New high power pulsed transmitters are an essential feature of most new search radar and track radar designs. Because these transmitters usually incorporate the most recent advances in component technology and because these components are generally subject to great operating stresses, transmitter development frequently presents one of the most troublesome areas in overall radar design. Such parameters as gain, bandwidth, output power and broadband noise are generally emphasized as measures of transmitter performance. Equally important narrowband parameters such as intrapulse noise and pulse-to-pulse coherence are relegated to a lower level. These latter two performance indicators, however, become increasingly important transmitter figures of merit as the radar system design becomes more critical.
The trend in radar design is toward coherent systems with complex modulations using such techniques as pulse compression, pulse doppler, and moving target indicator (MTI). These techniques require transmitter characterization in terms of its contribution to the system error budget when tested with the system waveform.
Two basic approaches have been used in the past to determine the contribution of the transmitter to the system signal processing error budget. The first of these requires the measurement of transmitter intrapulse noise by spectral analysis and the estimation of error budget contribution from these data. The second approach requires the complete radar system and the knowledge of the error budget contributions of the remainder of this system.
There are two basic approaches that have been used for performing a spectral analysis of the transmitter output.
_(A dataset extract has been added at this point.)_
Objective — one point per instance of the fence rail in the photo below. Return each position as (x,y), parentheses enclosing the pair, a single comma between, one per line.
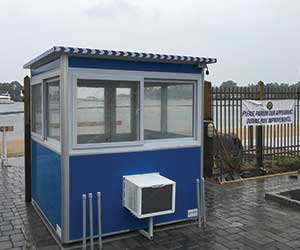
(270,141)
The most straightforward approach is analysis at the carrier frequency using an RF spectrum analyzer. The performance limitation of the test equipment is the greatest problem with this approach. Due to the low frequency resolution of RF spectrum analyzers, this RF approach has no value for intrapulse noise measurements, although it has been used to examine wideband transmitter noise effects.
The second spectral analysis approach both improves the resolution and provides isolation of the item under test from input signal instabilities. This procedure requires that the item, either a signal amplifier or a sequence of series gain stages, be inserted into a phase bridge as described in the article "The Measurement of Near-Carrier Noise in Microwave Amplifiers," by Klous H. Sann (IEEE Transactions on Microwave Theory and Techniques, Volume MTT-16, Sept. 9, 1968). The phase bridge approach reasonably satisfied dynamic range and resolution requirements but does not give an adequate system-oriented characterization of transmitter capability due to the difficulties encountered in translating the AM and PM noise spectra into system performance figures of merit such as MTI cancellation and due to the type of averaging required by the spectrum analysis. The long-term averaging requirement of the phase bridge approach obscures the pulse-to-pulse stability characteristics which are of prime importance, for example, to the MTI system.